Flinn then considers the four factors outlined above in the transition from Dianetics to Scientology, noting that the first factor, the shift to transcendental goals, is marked by the shift from the goal of ‘Clear’ to the goal of establishing the ‘Operating Thetan’, and adds: “The concept ‘thetan’ no longer refers to a mental state but is analogous to the Christian concept of ‘spirit’ or ‘soul’ which is immortal and is above both brain and mind.” (p. 98) Secondly, engrams were now related to past lives. Third, new dynamics were added to include the survival of animals, the material universe, the spirit, and infinity. And fourth, the E-Meter was introduced, of which he says: “From the perspective I am suggesting, …the use of the E-Meter is better seen as a ‘technological sacrament’. Just as Christians define a sacrament (e.g., baptism) as an ‘outward and visible sign of inward or invisible grace’, so Scientologists see the E-Meter as an external and visible indicator of an internal and invisible state (‘Clear’).” (p. 99)

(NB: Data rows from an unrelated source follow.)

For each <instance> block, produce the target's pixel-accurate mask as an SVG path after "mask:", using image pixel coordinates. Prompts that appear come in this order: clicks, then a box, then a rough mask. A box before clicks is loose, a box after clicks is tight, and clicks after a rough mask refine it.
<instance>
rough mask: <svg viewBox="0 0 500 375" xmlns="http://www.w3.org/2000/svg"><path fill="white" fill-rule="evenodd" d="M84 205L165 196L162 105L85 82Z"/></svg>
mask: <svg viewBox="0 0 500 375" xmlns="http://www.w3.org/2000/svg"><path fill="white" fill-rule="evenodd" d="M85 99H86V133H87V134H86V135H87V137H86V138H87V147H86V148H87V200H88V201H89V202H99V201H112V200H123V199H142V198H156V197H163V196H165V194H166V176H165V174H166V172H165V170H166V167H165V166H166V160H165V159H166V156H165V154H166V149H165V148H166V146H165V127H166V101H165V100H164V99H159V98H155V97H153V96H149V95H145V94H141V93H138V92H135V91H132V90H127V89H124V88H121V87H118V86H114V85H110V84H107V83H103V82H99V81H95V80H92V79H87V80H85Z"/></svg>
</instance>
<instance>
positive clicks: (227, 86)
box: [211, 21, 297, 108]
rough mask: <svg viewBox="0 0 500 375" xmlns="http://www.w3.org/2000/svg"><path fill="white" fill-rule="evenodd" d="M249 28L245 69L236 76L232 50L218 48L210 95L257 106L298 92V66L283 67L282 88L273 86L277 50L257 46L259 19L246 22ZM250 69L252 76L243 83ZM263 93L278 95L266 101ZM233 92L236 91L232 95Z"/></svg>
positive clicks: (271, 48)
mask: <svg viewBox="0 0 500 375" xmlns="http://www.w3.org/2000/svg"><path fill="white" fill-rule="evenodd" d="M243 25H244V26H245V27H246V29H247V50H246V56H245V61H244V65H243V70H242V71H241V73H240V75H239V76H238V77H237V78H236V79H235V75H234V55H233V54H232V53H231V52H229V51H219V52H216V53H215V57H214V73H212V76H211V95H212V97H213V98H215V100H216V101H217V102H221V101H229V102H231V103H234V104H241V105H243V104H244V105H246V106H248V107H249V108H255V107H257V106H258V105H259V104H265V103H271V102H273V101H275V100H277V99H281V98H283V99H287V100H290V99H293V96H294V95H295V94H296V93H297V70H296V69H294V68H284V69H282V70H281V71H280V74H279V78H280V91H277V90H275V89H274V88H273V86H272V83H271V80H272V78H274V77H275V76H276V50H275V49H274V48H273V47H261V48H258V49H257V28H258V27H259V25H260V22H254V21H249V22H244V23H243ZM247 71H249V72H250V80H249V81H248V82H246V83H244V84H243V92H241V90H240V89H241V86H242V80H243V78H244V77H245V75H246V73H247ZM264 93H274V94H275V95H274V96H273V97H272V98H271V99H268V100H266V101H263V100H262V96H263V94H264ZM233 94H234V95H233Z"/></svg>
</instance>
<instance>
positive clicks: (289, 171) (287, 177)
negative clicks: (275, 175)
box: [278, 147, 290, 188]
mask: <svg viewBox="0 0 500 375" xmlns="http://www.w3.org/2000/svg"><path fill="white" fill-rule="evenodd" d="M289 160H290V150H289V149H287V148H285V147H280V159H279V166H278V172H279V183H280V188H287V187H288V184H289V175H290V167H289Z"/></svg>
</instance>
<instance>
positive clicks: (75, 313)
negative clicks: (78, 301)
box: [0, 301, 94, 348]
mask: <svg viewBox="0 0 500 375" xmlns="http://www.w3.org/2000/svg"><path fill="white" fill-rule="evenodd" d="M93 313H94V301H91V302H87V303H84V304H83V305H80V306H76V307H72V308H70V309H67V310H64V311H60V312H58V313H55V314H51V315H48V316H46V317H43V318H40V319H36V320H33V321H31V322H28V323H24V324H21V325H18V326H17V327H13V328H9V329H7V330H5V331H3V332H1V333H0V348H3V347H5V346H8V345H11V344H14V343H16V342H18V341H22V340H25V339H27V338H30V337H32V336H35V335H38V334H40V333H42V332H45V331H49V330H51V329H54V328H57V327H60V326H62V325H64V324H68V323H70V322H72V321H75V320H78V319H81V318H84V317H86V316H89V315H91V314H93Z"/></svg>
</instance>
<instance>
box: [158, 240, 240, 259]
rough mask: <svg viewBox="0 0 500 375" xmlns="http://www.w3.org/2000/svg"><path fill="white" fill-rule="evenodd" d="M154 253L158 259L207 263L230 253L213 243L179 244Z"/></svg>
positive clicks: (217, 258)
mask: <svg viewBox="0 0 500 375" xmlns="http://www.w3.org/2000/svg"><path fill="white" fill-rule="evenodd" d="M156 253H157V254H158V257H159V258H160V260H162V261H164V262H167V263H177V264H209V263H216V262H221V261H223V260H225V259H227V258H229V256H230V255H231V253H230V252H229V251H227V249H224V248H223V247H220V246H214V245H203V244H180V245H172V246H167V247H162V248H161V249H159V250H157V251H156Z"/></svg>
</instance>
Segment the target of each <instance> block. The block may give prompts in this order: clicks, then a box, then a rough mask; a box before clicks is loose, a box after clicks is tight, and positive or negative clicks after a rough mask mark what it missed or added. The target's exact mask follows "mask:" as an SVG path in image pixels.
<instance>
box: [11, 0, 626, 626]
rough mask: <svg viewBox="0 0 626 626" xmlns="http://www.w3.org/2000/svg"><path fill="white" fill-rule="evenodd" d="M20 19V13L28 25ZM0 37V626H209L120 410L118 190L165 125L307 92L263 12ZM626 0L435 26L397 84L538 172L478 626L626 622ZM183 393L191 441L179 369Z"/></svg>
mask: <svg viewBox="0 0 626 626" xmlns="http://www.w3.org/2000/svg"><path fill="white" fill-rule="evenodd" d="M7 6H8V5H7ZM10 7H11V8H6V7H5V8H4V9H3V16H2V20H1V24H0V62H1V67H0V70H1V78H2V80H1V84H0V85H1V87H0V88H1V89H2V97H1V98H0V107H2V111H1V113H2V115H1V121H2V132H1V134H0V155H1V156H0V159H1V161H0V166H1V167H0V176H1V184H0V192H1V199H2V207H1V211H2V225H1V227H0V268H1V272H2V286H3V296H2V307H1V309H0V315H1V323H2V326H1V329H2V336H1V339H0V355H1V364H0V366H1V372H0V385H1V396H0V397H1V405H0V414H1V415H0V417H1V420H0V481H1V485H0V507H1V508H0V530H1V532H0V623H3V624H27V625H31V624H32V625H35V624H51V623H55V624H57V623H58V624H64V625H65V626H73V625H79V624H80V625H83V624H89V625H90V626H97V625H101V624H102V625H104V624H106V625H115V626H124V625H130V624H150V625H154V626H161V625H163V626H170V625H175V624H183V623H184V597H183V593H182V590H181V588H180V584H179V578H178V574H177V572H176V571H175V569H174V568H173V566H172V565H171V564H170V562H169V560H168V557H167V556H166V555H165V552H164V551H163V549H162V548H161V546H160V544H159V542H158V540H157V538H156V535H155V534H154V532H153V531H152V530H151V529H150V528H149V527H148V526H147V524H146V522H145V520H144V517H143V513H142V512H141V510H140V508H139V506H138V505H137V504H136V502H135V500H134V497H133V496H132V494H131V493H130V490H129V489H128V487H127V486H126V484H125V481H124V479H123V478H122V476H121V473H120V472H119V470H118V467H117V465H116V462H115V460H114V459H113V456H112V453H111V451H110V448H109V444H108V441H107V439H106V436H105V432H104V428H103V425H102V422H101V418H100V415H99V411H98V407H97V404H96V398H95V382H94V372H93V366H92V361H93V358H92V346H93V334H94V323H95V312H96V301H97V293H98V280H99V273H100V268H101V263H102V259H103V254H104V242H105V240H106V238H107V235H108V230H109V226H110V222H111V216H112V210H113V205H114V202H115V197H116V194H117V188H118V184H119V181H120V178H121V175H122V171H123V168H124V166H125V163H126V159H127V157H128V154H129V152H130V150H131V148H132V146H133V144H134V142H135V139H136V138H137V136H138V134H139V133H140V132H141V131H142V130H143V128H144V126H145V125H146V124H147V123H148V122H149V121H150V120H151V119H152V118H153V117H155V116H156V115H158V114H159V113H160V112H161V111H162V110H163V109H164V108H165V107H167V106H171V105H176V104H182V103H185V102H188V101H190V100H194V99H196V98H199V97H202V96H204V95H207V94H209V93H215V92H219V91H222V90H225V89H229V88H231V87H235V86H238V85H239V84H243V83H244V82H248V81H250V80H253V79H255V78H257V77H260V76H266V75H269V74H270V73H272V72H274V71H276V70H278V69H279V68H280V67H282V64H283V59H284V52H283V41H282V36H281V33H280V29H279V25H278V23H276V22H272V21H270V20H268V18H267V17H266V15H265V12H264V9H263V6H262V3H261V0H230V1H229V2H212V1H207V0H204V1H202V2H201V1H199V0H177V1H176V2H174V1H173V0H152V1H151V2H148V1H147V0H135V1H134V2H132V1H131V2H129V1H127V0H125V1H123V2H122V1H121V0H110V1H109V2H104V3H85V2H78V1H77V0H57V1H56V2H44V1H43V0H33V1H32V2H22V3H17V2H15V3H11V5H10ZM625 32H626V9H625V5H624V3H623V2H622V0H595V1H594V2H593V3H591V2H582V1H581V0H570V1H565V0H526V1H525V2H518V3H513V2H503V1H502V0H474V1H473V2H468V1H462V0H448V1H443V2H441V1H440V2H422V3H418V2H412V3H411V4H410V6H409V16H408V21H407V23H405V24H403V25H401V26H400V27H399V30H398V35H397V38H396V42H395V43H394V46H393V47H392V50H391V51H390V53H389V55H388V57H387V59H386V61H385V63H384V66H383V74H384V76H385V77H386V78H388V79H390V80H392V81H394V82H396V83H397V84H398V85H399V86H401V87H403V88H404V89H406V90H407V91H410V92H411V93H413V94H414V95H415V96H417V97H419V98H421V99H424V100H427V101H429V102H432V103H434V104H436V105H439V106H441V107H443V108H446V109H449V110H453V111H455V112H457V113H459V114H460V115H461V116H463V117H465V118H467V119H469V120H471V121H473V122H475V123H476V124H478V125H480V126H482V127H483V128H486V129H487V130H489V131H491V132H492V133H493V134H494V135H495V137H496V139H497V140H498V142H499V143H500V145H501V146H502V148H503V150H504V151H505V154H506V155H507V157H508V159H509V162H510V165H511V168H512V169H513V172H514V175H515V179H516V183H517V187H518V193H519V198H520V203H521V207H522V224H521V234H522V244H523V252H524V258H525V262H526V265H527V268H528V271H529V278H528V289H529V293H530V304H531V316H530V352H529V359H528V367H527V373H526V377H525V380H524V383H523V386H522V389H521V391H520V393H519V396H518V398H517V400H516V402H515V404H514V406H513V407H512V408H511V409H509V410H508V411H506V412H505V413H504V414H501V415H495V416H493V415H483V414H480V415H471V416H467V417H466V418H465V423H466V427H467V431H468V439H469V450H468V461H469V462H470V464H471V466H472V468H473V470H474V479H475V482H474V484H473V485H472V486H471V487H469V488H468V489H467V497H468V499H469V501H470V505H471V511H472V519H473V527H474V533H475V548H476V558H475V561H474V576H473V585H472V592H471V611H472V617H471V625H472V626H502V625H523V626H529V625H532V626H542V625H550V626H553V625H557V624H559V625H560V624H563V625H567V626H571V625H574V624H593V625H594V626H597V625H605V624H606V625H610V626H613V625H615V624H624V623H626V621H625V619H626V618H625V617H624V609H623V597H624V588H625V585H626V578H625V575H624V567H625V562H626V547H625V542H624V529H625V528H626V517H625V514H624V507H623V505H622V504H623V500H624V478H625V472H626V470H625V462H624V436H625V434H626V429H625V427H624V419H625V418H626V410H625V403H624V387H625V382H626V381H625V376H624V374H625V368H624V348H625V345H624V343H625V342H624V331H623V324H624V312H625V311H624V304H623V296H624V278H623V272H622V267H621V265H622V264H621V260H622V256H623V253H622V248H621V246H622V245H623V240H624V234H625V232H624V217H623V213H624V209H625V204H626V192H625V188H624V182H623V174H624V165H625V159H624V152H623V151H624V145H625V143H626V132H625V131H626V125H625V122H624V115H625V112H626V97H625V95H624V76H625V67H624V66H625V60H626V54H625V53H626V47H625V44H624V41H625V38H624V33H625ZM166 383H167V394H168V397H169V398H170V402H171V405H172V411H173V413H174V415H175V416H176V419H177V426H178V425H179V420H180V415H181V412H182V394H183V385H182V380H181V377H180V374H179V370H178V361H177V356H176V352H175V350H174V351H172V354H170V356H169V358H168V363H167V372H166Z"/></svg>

Flinn adds this further comment:

The word religion is derived from religare which means ‘to bind back together’. This leads me to the broad definition of religion as a system of beliefs expressed in symbols which binds together the lives of individuals and/or groups, which issues in a set of religious practices (rituals), and which is sustained by an organised mode of life. The beliefs, practices and mode of life bind together the lives of people so as to give their existence ultimate meaning. While all religions have rudimentary elements of all three aspects, some, for example, stress the organizational system, or mode of life, over the belief system or the ritual practices. In Scientology, we see an example of a group that began with religious practices (the auditing techniques), soon developed a strong ecclesiastical structure, and only then formalised its belief system into a creed. This does not mean that the belief system was not latent in the earlier phases of the church’s evolution. It simply was not codified in a formal manner [in the way in which] the organizational technology was from the start. (pp. 104–5)

By “strong ecclesiastical structure”, Flinn alludes to the general organisation of Scientology, its system of hierarchically arranged courses and auditing procedures.